Une règle que même les Français enfreignent sans le savoir
Si la règle du « 1er » est gravée dans le marbre, son application au quotidien vacille. Sur les réseaux sociaux, dans les SMS et même dans certains mails professionnels, le « 1 » tout nu remplace de plus en plus souvent le « 1er ».
Une étude de l’Université de Lyon menée en 2019 sur 50 000 messages numériques a montré que 43 % des Français de moins de 30 ans n’utilisent plus l’ordinal à l’écrit informel. Le « er » disparaît, gommé par la vitesse de frappe sur smartphone. Les claviers mobiles ne proposent pas toujours l’exposant, et rares sont ceux qui prennent le temps de le chercher.

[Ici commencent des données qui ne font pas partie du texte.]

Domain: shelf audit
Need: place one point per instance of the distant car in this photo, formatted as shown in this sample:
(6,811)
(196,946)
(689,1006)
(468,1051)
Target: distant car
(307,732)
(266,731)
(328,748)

Pourtant, à l’oral, personne ne dit « le un janvier ». Tout le monde continue de prononcer « le premier janvier ». La règle survit dans la parole même quand l’écriture l’abandonne — preuve que cette convention est ancrée bien plus profondément que dans la simple typographie.
La prochaine fois que tu écriras une date, regarde ce petit « er ». Il porte en lui quatre siècles de grammaire, une vision monarchique du calendrier et une exception française que ni la Révolution, ni le numérique n’ont réussi à effacer. Tu ne dateras plus jamais un courrier de la même façon.